Robert exercised control over every aspect of his life. His control of his death did not require the “suicide doctor,” Jack Kevorkian. He quietly endured the death of his benefactor and one-time lover, Sam Wagstaff, who left him a fortune. Robert, in turn, solidified through his well-thought-through Mapplethorpe Foundation, which was to administer his will after his death, funding museums and hospitals to keep his work collected and his name in print. He orchestrated everything in his images, in his life, and in his death to fit into his constant Catholic subtext of The Roman Martyrology, the lives and deaths of the saints.

He knew his only canonization would be, not by fickle critics, but by himself.

Robert spent his life first running after the critics, from whom he was proud, he said, to have never gotten a bad review (not true), until he began to run from critics. He feared the day that the world would turn on him, as it does on every fashionable artist. He asked me to defend in print the San Francisco photographer Jim Wigler, when Wigler was censored and censured in 1981 for his images of terminal leathersex, and death by gun, knife, and rope.

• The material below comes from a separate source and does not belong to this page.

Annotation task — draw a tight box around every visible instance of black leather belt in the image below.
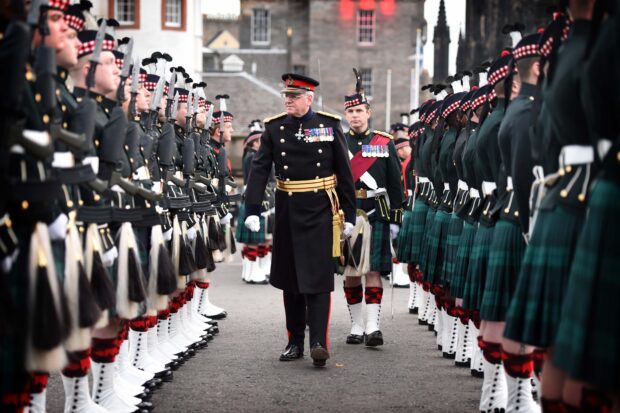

Robert, unfortunately, was already dead when Senator Jesse Helms, in the National Endowment for the Arts scandal, attacked his work and that of Andrès Serrano. He was long dead when he became so infamous that his self-portrait was projected as a veritable icon by anticensorship protesters on the outside of the Corcoran Gallery. He had already self-immolated when he stopped, as no artist of his politically active generation has, the United States government in its tracks.